So lesen wir kaum zwei Monate nachdem sich Morya »offenbart« hatte, am 2. Juli 1921: »Die Rolle Roerichs ist es, auf Erden ein Lehrer zu sein. Liebe mich, Roerich. Roerich soll keine Bücher lesen, er bekommt Weisheit von uns. [...] Urusvati bekräftigt Roerich mit dem, was sie aus Büchern erfahren hat. Urusvati versteht es besser, Kraft aus Büchern zu schöpfen. Roerich kann mich nur mit seinem reinen Geist verstehen.«
Morya ermahnte Nikolai bei Gelegenheit auch, sich warm anzuziehen, um sich nicht zu erkälten, und immer wieder, ihn zu lieben, ihm zu vertrauen und seinen Ratschlägen zu folgen.

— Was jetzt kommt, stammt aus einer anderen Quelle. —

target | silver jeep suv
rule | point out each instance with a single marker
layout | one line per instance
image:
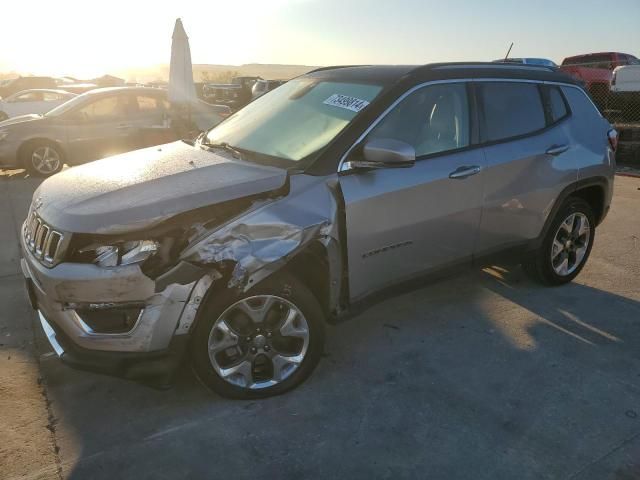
(235, 249)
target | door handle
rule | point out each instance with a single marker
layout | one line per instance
(557, 149)
(464, 172)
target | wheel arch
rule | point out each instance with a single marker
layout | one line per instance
(592, 190)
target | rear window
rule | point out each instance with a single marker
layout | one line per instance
(594, 61)
(510, 109)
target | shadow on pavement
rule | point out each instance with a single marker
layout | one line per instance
(481, 376)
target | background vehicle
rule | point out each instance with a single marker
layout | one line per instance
(267, 231)
(624, 100)
(263, 86)
(595, 70)
(32, 101)
(543, 62)
(97, 124)
(26, 83)
(235, 94)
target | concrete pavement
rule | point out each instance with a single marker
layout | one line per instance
(484, 376)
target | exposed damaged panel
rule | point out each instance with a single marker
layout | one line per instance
(261, 242)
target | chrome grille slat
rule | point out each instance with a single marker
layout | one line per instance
(44, 242)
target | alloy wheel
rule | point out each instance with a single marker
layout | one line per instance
(45, 160)
(258, 342)
(570, 244)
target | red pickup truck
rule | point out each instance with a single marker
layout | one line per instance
(596, 70)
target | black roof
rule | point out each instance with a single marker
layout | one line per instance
(392, 74)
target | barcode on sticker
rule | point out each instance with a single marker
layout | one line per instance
(344, 101)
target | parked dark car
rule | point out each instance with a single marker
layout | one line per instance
(235, 94)
(26, 83)
(97, 124)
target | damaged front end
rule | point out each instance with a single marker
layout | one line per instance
(125, 303)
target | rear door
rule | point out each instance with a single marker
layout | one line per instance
(149, 120)
(530, 159)
(404, 222)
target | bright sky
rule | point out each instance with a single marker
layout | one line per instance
(88, 38)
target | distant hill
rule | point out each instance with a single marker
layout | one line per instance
(218, 72)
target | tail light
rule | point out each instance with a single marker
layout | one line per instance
(612, 135)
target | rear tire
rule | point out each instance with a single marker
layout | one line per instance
(237, 355)
(43, 158)
(566, 247)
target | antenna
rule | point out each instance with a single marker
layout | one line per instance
(506, 57)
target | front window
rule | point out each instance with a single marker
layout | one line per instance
(295, 121)
(432, 120)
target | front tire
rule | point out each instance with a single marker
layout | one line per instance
(260, 343)
(566, 246)
(43, 159)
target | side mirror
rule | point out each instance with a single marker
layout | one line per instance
(385, 153)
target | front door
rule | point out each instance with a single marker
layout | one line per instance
(402, 223)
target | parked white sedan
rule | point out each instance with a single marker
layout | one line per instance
(32, 101)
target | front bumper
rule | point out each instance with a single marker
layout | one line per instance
(152, 347)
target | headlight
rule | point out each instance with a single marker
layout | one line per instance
(126, 253)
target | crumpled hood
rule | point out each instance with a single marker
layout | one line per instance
(20, 119)
(142, 188)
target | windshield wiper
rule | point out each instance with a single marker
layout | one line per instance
(223, 146)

Schwieriger war es mit den beiden Söhnen Helenas. Der jüngere, Swetik, der noch mit den Eltern in New York lebte, nahm an den meisten Séancen gar nicht erst teil, aber auch der in Harvard studierende Juri legte bei seinen Besuchen manchmal ein Benehmen an den Tag, das Morya zu scharfen Worten reizte. So heißt es in den Aufzeichnungen der abendlichen Séance vom 24. Dezember 1921: »Den körperlichen Hunger stillst du nach dem Gebet und die Hände nehme aus der Tasche, wenn du in Berührung mit einer Kraft kommst, die vom barmherzigen Gott gesandt ist. Halte die Minuten des Gesprächs für ein Glück.« Zur Erklärung dieser doch erstaunlich irdischen Worte des Mahatma heißt es in den Aufzeichnungen: »Udraja [der esoterische Name Juris] hatte begonnen, ein Brötchen zu essen, und legte beim Herantreten eine Hand auf den Tisch, die andere Hand blieb in der Tasche.«
Dass Helena »nachhalf«, ist schwieriger nachzuweisen. Aber wie ist folgende Eintragung zu verstehen, vor allem wenn man bedenkt, dass am Vortag wieder einmal von der Niedergeschlagenheit und Verzagtheit Nikolais die Rede war: »Auf einmal sah Helena Roerich das Antlitz von M.M. [Master Morya], das das Haupt von Nikolai Roerich überdeckte. Danach erschien das Antlitz hinter dem Kopf von Nikolai Roerich, und unter der Stirn des Antlitzes, zwischen den Augenbrauen, bildeten sich blaue Fäden, die auf den Kopf von Nikolai Roerich gerichtet waren.«21 Bei dem »Gespräch« verkündete M.M. über seine Schülerin Helena: »Ich habe Euch eine Prüfung gegeben, nehmt sie an! Ich verbürge mich für meine Sache. Ich leite Euch an, die von verschiedenen Seiten Kommenden zu lehren und über ihnen das blaue Feuer zu entzünden.«
Letztlich sollte Morya über alle Zweifel triumphieren und recht behalten. Zumindest, wenn man bereit war, der ganz eigenen Logik des Mahatma zu folgen, der selbst die größten Blamagen umzudeuten wusste. Zum Beispiel die Sache mit dem Nobelpreis.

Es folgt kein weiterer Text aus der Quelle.